Musa striving for first team position

By Jared Smith,

It was just a week of sun literally just a week before over 20 hours in the plane back to the rain and snow in England.

But when he goes back, Wanganui's footballing export James Musa is determined to keep the light on him.

At just 20 years of age, the centre back has already known the harsh realities of professional football like his release from the Wellington Phoenix in 2010 and when his promising 2011 deal with Bradford City fell through due to the departure of manager Peter Jackson.

Now, a few months into his one year contract with Premier League team Fulham FC, Musa feels his current environment might be cold in climate, but nurturing in intent.

Despite his schedule, Fulham manager Martin Jol is always happy to have a chat with the member of his club's Under 21 (aka reserve) team which is usually a good sign.

With a deal that will be reviewed this January and can be optioned for another 12 months from the middle of 2013, Musa can see the path to the club's first team and becoming a staple of the Premier League.

"It was tough [in my early career] but I think football is an unpredictable sport, you have to take what comes," he said yesterday in his parent's Wanganui home, shortly before packing his bag in the knowledge he will be back on his London training pitch in just over two days time.

"I've been talking to agents and the vibe is that I'm doing well there, but you never know.
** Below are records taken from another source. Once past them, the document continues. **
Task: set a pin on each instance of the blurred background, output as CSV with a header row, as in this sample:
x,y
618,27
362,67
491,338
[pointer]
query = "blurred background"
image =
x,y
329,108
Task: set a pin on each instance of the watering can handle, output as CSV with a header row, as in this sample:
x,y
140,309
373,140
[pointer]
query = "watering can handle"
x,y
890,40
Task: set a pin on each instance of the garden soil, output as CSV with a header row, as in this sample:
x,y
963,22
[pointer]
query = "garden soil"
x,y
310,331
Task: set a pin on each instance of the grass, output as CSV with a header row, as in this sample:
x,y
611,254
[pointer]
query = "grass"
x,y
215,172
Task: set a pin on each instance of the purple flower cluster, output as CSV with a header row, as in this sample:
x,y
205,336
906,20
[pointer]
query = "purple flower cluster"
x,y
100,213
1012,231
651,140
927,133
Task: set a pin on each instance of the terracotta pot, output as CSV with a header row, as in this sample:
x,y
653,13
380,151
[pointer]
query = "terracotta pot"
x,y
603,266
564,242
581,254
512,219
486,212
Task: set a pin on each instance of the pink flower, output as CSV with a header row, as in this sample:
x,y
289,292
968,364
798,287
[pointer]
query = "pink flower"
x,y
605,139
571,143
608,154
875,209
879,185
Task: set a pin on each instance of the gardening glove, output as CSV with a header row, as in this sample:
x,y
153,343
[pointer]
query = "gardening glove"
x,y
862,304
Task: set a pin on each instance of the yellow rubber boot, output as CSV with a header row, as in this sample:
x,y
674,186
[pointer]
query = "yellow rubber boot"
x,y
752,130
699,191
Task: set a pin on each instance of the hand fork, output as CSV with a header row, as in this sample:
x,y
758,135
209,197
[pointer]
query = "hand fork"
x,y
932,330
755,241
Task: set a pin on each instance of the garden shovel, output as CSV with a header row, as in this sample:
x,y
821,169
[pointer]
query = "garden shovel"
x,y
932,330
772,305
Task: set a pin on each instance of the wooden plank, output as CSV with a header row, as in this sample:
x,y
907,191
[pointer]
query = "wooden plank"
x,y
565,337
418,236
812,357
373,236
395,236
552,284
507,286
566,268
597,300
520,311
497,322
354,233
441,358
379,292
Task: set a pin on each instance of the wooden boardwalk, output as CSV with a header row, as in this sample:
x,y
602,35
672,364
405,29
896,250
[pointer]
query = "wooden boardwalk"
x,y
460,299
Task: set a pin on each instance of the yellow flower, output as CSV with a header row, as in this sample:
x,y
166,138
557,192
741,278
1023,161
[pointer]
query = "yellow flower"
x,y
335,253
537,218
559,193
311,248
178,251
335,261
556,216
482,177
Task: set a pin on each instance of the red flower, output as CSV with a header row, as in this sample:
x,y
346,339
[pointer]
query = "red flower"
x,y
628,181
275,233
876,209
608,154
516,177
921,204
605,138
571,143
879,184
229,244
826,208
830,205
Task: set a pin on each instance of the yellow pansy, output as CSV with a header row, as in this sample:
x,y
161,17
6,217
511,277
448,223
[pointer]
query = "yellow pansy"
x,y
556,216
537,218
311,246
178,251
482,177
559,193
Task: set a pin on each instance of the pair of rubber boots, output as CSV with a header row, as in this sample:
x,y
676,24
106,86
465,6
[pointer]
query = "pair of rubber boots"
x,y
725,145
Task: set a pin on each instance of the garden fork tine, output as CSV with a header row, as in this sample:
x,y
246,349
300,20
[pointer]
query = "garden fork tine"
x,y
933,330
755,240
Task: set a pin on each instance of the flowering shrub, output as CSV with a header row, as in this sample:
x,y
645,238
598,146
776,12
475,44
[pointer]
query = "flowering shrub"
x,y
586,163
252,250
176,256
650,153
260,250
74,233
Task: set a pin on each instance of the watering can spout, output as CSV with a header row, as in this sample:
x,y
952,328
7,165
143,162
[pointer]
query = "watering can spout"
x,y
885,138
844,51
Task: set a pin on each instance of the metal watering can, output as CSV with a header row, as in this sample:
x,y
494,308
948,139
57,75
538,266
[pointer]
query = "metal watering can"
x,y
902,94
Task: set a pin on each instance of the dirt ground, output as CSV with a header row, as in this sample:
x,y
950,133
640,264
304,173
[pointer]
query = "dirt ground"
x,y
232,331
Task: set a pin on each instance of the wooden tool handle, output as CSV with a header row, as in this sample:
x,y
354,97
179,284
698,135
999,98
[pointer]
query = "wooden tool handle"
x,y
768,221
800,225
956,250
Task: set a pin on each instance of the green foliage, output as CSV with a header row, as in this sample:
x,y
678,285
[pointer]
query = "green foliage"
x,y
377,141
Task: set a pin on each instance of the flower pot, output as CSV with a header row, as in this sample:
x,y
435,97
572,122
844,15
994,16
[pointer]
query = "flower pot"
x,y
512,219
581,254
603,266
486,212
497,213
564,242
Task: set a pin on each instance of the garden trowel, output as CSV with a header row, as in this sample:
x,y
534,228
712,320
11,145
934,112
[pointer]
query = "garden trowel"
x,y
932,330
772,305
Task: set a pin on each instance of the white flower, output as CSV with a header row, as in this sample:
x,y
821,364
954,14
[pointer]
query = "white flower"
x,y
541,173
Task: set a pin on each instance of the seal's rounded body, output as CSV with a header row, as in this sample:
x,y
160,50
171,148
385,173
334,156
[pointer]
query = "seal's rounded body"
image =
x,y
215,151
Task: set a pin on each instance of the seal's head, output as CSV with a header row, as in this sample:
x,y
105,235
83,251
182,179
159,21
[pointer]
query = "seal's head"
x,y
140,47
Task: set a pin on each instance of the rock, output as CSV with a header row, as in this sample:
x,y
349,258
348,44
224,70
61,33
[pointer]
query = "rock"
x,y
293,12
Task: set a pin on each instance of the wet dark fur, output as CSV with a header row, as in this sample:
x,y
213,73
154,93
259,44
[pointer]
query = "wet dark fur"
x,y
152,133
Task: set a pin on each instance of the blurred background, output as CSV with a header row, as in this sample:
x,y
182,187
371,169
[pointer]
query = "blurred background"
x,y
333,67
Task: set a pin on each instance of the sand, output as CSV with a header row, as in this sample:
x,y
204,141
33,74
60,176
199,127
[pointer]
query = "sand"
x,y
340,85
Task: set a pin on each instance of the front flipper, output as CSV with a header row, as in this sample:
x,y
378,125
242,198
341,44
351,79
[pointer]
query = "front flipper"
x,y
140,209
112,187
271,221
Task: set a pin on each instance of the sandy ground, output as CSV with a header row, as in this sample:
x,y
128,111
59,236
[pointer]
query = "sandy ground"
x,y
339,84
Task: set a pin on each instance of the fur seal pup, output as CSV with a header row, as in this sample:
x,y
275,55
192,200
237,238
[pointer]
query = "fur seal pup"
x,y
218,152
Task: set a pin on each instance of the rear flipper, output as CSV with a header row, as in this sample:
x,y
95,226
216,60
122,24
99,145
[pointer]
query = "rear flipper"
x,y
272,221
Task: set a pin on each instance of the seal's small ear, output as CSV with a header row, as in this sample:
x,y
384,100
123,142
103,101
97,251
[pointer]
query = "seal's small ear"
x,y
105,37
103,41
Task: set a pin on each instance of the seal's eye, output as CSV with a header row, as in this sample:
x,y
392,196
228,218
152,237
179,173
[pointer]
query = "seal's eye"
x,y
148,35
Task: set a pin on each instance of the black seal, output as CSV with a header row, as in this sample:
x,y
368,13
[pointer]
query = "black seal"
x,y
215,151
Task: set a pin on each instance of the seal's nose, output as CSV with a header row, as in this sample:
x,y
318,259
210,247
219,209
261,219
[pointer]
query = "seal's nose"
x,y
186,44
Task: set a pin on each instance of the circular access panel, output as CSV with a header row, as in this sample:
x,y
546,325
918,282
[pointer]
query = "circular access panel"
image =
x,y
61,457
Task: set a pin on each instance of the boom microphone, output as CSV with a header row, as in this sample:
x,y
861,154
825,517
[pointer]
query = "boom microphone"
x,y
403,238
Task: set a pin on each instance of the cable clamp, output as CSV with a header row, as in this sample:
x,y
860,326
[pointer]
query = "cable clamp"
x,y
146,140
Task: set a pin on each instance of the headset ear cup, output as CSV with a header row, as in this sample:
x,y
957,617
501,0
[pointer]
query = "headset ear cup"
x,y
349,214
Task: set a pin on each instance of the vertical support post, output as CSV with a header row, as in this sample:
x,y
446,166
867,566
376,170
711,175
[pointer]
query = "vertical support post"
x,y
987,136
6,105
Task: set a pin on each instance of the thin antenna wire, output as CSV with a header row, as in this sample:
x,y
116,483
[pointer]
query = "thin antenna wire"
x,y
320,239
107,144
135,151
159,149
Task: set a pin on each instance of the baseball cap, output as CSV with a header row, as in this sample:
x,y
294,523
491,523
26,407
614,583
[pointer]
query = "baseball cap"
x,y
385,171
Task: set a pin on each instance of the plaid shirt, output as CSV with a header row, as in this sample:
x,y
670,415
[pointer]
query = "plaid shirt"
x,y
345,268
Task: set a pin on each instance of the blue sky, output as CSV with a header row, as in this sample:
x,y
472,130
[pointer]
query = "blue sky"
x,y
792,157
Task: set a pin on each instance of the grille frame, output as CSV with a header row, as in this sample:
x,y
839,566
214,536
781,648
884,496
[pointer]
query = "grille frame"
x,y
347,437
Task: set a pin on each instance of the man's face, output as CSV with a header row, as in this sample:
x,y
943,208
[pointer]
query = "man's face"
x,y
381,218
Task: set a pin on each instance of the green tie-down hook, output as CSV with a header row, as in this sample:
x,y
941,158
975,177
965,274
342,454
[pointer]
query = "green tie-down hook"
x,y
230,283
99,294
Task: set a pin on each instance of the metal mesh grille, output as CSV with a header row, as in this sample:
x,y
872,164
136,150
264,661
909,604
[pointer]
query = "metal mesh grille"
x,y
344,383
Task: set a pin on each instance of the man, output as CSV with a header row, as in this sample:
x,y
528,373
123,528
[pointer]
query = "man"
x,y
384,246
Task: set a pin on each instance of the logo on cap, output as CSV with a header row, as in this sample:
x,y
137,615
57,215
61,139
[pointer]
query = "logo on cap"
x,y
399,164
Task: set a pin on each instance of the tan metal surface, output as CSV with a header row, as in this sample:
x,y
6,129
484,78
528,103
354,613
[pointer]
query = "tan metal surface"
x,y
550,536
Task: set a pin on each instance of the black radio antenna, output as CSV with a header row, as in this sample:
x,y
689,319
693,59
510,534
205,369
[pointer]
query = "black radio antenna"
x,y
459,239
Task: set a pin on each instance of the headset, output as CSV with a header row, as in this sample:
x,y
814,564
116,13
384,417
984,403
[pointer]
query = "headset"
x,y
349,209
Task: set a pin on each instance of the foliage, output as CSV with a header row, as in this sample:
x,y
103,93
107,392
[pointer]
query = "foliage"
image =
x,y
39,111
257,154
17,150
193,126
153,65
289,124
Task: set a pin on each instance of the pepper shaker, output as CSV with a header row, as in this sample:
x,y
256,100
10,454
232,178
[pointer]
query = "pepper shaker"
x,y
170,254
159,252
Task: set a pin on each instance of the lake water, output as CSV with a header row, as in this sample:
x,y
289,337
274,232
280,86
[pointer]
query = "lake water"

"They did say 'we're not expecting you to come in and be the best player in the league, we understand you're going to have to adapt'."

A student of the game, Musa recalls the case of Dennis Bergkamp the Dutch international who joined the Premier League in the mid-1990s and initially struggled before evolving into one of the league's great players.

Fellow New Zealander Winston Reid is another who had to adjust to the English-style game after transferring from his Danish club to West Ham United.

"Wherever you go it's a bit of getting use to," Musa said.

"But you wouldn't be there if you weren't good enough, you've got to keep that in the back of your mind as well."

His review this month will come during the transfer window in the English game where like the Old West the best guns for hire may leave their current employers for potentially greener pastures, or go temporarily assist another club in the lower level Football League when financial arrangement can be agreed between parties.

Like on the field, Musa can spot his opening there are three centre backs on the books at Fulham FC right now, one of whom is on loan.

The first team consists of both promising youth and cast-iron campaigners, yet lacks for young veterans.

Those guys with a few years at top level who are still coming into their prime are the backbone of any professional sports franchise and that's where Musa would eventually like to pitch himself.

"I've got internationals for New Zealand [Fulham's] got a lot of older internationals, but not a lot of young ones.

"It would be ideal to stay with Fulham but go out on loan for six months.

"Football's quite a selfish game, you've got to do it for yourself."

It helps the youngster has found his feet.

In those early days at Fulham he stayed in the Digs an academy-style setup where meals are prepared and drivers transport guys around until they get used to searching their way through London's bustling metropolis.

He now flats with a team mate who has a car and they travel to training together while Musa looks to build on the eight games he has played against the other Premier League's reserve teams over the past three months.

He's been lucky as well a bit of strapping on his foot after being kicked there twice against Chelsea and a slight groin injury which kept him out against Liverpool, despite wanting to play, are the only minor issues he has experienced in this crucial stage of professional development when you are trying to make your name.

Still, he has not been forgotten back in his home on the other side of the world, which surprised even Musa when he learned he was named International Junior Sportsperson of the Year at the Wanganui Sports Awards in November.

Last week was the first time he got to see his trophy.

"Dad text me when I won, I didn't even know they were on, it was good to get that."